Bouillet Servières
Sainte Foy
Vierge et Martyre

Livre des Miracles de Sainte Foy
Livre Deuxième

/520/ Latino →

X.

Du miracle de la fibule d’or qui avait été refusée à sainte Foy par la comtesse Richarde.

On me raconta le fait suivant qu’il faut ajouter au ehapitpe des badinages de sainte Foy.

La comtesse Richarde (4) possédait une fibule d’or travaillée avec un art des plus délicats; c’est une sorte de bijou désigné en latin sous le nom de spinx et vulgairement sous celui d’épingle. Après la mort de Raymond, son mari, elle vit en songe sainte Foy qui lui demandait avec instance le don de ce bijou, comme si la jeune sainte était encore charmée par ces objets qui séduisent les jeunes filles de son âge et piquent leur convoitise. Comme nous l’avons dit, en effet; dans le premier /521/ livre, ce fut à l’âge le plus tendre, d’après ce que nous lisons, que la sainte subit le martyre (1).

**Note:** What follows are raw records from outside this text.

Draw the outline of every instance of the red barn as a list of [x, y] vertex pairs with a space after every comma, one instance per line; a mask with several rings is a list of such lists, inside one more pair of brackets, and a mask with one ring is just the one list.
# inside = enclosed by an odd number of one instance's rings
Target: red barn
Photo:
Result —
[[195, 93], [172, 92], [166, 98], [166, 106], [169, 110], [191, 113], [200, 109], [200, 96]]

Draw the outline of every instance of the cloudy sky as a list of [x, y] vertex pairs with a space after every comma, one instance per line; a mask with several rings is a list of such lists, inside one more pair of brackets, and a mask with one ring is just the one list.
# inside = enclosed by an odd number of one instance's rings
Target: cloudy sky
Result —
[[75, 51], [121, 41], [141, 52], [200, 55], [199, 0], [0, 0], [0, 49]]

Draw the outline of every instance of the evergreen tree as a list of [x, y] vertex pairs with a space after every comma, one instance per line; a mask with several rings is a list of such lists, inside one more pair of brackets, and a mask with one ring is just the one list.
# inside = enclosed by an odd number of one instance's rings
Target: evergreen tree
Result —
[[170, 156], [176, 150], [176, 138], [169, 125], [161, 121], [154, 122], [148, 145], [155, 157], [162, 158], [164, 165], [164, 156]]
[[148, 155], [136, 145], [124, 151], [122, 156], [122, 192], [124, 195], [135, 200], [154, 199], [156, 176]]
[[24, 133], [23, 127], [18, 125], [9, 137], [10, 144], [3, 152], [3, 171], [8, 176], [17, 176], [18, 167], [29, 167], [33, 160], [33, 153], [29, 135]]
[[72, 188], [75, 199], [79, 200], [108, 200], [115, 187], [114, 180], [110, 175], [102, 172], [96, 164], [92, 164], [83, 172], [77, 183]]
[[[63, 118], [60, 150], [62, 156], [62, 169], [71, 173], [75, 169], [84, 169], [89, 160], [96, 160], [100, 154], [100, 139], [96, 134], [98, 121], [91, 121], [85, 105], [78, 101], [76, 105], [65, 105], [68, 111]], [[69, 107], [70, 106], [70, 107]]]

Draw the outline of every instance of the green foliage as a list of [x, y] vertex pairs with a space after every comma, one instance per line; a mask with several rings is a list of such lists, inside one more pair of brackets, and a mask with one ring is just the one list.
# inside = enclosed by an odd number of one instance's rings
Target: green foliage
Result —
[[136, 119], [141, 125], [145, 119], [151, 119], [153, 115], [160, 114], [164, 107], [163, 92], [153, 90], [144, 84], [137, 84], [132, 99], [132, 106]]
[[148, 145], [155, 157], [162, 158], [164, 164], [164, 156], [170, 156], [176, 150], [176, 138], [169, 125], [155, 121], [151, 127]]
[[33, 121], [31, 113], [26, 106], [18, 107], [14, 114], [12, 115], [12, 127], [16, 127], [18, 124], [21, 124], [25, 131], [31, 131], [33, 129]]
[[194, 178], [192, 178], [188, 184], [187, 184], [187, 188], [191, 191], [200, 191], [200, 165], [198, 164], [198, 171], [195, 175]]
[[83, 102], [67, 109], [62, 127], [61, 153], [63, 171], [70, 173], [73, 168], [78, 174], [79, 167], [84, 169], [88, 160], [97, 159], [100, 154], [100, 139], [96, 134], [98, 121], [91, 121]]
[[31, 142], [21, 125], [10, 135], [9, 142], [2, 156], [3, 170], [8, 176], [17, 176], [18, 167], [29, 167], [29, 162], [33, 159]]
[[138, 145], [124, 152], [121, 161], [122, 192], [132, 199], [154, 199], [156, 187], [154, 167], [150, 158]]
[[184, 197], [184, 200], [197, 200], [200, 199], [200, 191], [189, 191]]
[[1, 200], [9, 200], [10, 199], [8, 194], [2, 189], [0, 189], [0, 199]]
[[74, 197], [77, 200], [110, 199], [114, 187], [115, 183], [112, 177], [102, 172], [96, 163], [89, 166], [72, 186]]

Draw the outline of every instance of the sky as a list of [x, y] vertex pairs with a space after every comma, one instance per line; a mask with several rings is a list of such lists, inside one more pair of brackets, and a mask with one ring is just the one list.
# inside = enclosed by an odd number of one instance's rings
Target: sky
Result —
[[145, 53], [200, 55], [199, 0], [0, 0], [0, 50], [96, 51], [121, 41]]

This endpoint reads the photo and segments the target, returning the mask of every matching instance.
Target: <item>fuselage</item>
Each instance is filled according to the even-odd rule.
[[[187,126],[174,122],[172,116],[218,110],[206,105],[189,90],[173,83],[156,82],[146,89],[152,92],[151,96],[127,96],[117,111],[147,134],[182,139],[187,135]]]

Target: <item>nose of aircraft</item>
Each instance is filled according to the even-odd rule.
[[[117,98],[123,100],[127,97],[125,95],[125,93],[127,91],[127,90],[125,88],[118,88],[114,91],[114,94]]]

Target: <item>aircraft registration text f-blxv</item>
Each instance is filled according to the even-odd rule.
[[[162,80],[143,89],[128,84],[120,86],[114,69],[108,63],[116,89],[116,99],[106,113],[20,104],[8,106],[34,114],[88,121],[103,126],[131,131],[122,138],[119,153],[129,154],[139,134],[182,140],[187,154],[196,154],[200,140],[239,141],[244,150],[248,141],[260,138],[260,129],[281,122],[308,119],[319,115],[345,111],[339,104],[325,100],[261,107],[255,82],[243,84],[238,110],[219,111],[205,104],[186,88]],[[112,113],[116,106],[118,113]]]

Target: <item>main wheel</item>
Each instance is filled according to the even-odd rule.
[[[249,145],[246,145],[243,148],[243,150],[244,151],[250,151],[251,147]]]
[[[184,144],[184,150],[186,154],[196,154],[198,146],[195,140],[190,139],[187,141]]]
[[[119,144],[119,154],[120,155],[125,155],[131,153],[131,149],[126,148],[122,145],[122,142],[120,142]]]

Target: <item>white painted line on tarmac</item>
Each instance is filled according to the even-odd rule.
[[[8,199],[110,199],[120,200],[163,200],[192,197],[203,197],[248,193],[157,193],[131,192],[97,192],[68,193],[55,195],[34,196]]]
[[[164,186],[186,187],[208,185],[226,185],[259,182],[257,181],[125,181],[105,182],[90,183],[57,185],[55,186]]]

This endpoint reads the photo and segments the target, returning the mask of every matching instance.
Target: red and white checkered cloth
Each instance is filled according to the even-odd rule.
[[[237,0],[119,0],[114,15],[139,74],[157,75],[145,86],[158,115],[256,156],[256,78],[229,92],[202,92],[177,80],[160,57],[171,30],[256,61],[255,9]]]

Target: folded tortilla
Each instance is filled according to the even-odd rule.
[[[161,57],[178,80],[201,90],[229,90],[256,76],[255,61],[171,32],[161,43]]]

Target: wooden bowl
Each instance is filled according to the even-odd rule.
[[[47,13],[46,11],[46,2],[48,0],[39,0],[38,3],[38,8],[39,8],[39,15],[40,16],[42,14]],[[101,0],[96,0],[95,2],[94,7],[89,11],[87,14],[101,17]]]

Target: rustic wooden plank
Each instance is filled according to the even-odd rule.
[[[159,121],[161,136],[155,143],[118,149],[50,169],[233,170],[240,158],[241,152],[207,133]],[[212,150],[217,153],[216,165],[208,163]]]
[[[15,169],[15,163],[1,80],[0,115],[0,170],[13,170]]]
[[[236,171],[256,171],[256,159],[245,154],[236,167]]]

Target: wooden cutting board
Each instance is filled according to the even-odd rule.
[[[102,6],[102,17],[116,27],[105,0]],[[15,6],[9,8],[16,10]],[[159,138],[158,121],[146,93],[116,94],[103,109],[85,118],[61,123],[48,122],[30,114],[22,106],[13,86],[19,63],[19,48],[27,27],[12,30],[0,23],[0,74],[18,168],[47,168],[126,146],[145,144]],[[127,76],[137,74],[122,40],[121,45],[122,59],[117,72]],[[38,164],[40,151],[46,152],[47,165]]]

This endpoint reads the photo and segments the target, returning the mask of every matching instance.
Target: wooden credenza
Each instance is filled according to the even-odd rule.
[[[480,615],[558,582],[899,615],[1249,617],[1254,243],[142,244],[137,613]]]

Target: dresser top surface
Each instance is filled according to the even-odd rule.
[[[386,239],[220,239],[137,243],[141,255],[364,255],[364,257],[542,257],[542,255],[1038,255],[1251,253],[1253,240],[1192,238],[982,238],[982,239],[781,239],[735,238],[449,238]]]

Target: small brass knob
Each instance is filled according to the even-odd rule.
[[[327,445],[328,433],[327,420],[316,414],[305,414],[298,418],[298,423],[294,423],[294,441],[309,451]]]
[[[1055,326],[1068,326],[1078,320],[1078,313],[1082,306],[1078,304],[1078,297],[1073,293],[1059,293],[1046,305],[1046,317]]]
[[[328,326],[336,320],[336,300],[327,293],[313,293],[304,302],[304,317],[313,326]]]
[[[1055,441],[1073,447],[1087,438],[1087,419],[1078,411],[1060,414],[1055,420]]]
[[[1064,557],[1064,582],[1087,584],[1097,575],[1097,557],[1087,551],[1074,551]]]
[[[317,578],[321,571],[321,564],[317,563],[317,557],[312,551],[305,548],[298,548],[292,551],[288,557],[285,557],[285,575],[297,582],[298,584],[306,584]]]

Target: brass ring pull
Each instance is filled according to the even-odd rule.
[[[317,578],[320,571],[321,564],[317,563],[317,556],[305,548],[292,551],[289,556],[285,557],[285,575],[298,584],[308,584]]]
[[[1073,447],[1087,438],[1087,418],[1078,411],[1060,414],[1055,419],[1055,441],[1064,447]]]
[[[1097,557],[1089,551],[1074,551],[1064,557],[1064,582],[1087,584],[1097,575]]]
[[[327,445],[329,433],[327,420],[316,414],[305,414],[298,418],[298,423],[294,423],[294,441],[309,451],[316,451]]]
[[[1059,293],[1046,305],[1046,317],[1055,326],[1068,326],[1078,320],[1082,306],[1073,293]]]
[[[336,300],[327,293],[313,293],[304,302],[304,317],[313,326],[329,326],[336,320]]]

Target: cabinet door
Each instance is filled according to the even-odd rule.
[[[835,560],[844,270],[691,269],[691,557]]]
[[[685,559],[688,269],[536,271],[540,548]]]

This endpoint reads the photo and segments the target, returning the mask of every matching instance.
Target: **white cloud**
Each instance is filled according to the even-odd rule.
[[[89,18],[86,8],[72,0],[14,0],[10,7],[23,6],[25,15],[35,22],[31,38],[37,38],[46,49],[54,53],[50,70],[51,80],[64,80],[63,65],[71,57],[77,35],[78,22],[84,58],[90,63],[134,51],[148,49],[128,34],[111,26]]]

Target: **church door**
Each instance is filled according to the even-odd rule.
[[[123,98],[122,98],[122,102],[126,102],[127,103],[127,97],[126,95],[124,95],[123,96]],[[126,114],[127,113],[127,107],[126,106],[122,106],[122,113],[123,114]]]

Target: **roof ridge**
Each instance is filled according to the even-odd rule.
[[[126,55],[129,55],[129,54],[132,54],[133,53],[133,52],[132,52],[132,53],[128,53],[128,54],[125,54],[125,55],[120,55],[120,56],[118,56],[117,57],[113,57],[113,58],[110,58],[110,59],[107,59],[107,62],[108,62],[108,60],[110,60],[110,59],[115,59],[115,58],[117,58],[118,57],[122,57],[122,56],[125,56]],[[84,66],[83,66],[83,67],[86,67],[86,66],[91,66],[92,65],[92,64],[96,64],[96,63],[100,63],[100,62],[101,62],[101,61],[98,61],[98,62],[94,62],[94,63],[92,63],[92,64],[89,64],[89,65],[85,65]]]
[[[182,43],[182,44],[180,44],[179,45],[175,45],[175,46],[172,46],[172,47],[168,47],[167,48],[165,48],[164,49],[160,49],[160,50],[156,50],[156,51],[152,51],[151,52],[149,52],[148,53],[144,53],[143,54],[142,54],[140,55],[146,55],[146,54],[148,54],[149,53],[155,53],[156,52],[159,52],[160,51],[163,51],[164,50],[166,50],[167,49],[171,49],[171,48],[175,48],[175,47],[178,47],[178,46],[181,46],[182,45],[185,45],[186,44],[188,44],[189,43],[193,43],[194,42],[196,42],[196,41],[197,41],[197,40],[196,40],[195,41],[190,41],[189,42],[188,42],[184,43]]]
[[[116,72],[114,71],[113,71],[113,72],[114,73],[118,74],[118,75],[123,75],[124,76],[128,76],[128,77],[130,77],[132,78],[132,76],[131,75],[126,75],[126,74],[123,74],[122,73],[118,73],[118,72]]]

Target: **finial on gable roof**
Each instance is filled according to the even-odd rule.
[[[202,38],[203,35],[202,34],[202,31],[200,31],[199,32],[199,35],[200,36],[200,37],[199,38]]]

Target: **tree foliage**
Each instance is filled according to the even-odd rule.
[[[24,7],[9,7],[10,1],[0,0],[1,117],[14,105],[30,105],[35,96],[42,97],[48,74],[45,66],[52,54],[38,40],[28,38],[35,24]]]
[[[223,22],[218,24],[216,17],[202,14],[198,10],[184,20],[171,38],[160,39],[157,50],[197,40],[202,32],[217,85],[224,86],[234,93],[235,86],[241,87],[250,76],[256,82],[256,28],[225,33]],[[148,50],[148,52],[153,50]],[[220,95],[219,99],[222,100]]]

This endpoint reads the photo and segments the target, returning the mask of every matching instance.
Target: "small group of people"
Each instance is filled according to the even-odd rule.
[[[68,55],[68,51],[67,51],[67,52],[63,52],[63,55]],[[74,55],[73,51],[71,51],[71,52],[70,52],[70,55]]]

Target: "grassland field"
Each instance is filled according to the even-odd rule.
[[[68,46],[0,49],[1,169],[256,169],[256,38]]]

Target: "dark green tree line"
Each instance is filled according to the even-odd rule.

Pressée de plus en plus par les instances réitérées de la sainte, Richarde fit part de sa vision à Haustrinus (2), fils de cet Haustrinus que nous avons mentionné plus haut. Docile au conseil de celui-ci, elle se rendit à Conques, mais elle se contenta d’offrir, à la place du bijou, son poids d’or en échange.

Elle s’en retourna. Or, elle était à peine à deux milles de Conques, lorsque son coursier d’apparat se livra à des bonds joyeux et prit une allure plus vive que celle de ses pareils. Dans ce mouvement, la fibule d’or s’accrocha à une branche et y demeura suspendue. On la chercha longtemps et minutieusement; ce fut en vain. Après leur départ, une pieuse femme, habitante de ces lieux, ayant aperçu le bijou et ignorant à qui il appartenait, ne songea pas à garder cette parure trop riche pour une paysanne; elle la jugea digne d’être offerte à sainte Foy. Par cet artifice, comme dans d’autres circonstances pareilles, sainte Foy acquit double profit.

Peu de jours après, Richarde revient à Conques: elle n’était pas éloignée de ce lieu, puisqu’elle était comtesse de Rouergue (3). Prosternée en oraison, elle aperçoit par hasard la fibule d’or piquée à la tête de la statue de la sainte. Saisie d’étonnement, elle s’informe de ce qui s’est passé, et rend grâce à Dieu du châtiment infligé d’une telle manière à son indocilité.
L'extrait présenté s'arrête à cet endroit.